Pia St. Onge

Fiber and Fine Artist

 

The Matisse Response is the process through which artists adapt and move beyond mobility restrictions. This space aims to depict how courageous and inventive artists have surpassed physical limitations to continue to create.

Henri Matisse is said to have completed his most expressive work, his cutouts, after he became bed and wheelchair ridden 1941.

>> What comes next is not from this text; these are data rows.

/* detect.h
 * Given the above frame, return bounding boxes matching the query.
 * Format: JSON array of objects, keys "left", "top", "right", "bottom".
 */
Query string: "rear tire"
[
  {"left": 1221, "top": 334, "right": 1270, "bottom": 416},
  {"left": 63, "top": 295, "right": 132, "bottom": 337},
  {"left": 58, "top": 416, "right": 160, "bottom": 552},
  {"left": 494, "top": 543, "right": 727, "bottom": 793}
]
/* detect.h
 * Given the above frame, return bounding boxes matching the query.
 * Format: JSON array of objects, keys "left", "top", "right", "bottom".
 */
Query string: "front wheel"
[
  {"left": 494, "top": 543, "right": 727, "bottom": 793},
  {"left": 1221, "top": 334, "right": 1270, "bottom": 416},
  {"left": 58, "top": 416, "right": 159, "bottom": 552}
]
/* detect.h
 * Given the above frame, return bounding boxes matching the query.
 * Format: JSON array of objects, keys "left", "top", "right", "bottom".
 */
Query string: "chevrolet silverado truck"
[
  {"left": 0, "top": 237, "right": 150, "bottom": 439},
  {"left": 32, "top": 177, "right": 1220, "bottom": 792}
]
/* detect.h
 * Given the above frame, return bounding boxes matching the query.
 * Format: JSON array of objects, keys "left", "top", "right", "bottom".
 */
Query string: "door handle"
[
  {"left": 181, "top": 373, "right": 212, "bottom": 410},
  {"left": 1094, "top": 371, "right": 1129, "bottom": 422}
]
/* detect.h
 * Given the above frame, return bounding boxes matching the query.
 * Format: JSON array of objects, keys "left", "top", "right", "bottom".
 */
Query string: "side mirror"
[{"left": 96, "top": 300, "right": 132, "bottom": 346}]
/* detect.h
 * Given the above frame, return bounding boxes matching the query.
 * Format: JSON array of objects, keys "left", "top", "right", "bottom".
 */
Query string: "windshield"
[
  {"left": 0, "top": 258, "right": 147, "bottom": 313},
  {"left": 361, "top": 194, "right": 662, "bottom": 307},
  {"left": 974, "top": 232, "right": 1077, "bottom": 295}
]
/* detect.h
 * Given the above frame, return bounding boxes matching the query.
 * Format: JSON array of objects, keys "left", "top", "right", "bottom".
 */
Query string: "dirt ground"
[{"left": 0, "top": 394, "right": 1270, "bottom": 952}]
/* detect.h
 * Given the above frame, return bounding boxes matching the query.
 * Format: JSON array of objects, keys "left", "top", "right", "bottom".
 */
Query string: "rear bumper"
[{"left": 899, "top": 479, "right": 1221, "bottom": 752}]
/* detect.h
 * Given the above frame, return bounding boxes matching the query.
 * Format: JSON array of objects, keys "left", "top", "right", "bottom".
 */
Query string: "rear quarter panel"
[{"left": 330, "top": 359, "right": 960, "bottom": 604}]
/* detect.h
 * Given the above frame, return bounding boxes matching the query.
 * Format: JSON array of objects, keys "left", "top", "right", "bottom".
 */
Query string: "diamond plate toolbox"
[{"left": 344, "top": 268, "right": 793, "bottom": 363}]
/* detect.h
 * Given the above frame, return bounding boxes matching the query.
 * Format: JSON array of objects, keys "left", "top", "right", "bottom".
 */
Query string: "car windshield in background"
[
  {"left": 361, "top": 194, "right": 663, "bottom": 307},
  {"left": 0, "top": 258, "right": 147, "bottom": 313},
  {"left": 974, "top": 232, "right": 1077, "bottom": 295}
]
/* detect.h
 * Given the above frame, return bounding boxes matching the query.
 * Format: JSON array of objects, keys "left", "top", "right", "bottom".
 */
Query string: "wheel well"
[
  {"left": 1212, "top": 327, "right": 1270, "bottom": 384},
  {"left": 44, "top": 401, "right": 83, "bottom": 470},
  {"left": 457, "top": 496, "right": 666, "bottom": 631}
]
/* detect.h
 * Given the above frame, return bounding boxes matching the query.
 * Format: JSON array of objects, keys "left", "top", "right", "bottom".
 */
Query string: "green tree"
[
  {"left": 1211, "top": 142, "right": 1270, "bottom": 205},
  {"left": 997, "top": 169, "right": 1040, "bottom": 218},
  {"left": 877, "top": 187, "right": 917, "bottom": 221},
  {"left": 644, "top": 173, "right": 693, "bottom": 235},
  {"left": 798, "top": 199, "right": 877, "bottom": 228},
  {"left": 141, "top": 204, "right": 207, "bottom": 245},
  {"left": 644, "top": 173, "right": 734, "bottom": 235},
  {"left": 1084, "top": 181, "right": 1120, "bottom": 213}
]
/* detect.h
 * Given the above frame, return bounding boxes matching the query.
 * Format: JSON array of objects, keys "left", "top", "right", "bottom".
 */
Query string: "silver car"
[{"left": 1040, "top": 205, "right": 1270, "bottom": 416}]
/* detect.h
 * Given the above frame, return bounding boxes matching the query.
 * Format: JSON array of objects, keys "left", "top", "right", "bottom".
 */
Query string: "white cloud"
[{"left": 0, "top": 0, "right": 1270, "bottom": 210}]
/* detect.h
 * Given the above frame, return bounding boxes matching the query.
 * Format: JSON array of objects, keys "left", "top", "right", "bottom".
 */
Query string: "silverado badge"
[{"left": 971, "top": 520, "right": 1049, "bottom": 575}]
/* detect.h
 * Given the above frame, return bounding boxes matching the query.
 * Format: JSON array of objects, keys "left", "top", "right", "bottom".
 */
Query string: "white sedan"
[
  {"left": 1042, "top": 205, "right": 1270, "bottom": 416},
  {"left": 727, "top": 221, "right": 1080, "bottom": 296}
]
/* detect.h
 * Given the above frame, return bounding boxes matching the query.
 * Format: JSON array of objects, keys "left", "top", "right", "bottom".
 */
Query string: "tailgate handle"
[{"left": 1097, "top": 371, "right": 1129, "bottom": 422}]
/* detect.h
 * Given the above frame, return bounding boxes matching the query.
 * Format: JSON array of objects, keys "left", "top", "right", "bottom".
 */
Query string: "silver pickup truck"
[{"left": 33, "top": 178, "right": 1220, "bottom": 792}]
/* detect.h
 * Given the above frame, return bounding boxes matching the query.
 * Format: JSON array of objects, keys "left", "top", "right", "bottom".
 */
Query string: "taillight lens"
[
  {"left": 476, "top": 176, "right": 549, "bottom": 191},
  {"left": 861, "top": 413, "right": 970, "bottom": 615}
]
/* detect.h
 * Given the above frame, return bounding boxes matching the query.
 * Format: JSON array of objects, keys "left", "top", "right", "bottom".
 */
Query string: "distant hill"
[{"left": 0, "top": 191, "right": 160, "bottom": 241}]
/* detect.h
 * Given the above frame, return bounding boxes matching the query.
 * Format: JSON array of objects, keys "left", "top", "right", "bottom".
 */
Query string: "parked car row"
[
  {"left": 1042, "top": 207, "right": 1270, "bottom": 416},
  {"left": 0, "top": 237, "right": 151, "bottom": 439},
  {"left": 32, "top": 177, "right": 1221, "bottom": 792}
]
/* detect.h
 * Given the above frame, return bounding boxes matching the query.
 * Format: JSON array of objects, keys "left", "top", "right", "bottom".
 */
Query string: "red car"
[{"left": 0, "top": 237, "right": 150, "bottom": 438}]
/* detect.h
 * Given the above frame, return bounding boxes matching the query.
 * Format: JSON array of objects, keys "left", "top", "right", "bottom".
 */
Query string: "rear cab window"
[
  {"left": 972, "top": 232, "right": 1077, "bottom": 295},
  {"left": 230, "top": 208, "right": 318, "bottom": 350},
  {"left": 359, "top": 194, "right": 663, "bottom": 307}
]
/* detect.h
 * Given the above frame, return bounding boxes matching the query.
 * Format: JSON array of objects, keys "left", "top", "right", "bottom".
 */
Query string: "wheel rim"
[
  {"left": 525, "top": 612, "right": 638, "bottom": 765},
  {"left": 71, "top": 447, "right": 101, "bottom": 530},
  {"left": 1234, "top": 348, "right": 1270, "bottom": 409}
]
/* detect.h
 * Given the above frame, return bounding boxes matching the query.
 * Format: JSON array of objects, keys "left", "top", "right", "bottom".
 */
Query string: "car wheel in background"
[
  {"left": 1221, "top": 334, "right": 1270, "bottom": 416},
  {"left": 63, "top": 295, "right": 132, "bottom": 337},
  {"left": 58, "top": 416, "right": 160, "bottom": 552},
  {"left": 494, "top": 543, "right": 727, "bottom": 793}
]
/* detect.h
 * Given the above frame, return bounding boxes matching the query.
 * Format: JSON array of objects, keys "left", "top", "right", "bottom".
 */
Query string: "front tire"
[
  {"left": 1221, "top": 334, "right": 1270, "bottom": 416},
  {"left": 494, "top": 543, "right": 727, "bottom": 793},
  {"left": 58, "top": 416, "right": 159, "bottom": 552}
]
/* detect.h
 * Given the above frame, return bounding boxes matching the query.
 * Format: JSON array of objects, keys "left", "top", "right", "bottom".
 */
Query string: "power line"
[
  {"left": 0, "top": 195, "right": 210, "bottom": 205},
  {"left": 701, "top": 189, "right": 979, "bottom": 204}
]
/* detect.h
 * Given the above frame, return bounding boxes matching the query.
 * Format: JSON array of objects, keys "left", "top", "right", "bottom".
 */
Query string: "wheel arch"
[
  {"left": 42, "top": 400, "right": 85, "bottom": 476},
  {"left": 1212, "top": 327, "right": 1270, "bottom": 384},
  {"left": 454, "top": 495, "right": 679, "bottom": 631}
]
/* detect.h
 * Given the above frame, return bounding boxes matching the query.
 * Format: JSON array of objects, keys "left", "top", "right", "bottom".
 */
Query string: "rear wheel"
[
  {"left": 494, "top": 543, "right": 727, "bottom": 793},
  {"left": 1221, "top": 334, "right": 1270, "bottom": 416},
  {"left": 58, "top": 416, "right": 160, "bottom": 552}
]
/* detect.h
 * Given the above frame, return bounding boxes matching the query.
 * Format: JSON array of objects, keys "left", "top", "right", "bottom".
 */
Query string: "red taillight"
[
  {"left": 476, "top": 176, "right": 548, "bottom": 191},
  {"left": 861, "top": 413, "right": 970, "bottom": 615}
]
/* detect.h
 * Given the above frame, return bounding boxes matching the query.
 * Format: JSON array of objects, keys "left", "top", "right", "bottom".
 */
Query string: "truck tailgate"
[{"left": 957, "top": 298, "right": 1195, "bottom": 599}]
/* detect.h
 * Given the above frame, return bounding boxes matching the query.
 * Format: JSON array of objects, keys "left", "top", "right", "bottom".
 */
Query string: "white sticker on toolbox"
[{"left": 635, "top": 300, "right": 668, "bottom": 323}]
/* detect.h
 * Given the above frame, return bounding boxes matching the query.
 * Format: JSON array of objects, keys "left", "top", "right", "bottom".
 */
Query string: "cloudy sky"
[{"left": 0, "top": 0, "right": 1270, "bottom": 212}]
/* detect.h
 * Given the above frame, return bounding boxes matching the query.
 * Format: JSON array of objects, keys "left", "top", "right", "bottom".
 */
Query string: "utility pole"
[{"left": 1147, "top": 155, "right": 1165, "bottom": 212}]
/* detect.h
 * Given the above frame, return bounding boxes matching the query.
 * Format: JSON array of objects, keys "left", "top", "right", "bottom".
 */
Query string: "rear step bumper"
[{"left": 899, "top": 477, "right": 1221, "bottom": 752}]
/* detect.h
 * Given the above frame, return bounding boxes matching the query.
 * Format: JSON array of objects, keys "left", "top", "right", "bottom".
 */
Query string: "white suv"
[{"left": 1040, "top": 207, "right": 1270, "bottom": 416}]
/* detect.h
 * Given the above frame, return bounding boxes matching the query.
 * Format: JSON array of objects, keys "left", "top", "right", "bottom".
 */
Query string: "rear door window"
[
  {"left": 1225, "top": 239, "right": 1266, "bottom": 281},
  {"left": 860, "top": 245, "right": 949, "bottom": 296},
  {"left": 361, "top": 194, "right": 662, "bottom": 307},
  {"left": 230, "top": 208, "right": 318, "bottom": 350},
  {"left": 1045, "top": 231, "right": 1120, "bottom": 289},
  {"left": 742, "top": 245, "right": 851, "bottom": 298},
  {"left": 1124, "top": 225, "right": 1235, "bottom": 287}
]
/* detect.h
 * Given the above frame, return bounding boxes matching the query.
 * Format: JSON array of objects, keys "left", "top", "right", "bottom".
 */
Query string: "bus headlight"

In 1959, while traveling and painting in Greece, Blaine contracted paralytic polio.  She spent eight months in a hospital in New York.  She was told she was never to walk or paint again. With therapy and perseverance, she taught herself how to paint oils with the left hand and continue to sketch and use watercolors with the right.   She adapted her easels, palettes and surfaces to positions that would allow her to work sitting on her wheelchair for the rest of her life.   

Imber was diagnosed with ALS (Lou Gehrig’s disease) a progressive and degenerative condition that destroys nerve cells that control muscle movement.  He found ways to paint until the end of his life.  One of the clearest appliers of The Matisse Response.

Born in Buenos Aires in 1840, Candido Lopez worked as a portraitist. In 1865 he enlisted in the army to fight and make sketches from the War in Paraguay. While acting as a lieutenant, he made sketches of battle grounds and battalions while resting. After a year of fighting, his right hand was blown off by a shrapnel. His treatments and recovery were long and painful. When he returned to Buenos Aires, he taught himself how to paint with his left hand. He went on to complete over 50 large oils of the conflict.

In 1988 Chuck Close suffers partial paralysis due to a spinal artery collapse. Among major abilities, he loses the strength to hold the brush. He continues to paint. In this 1995 photo Mark Lenninhan captures Close using a hand brace to hold his paint brush. He adjusts the brush with his teeth.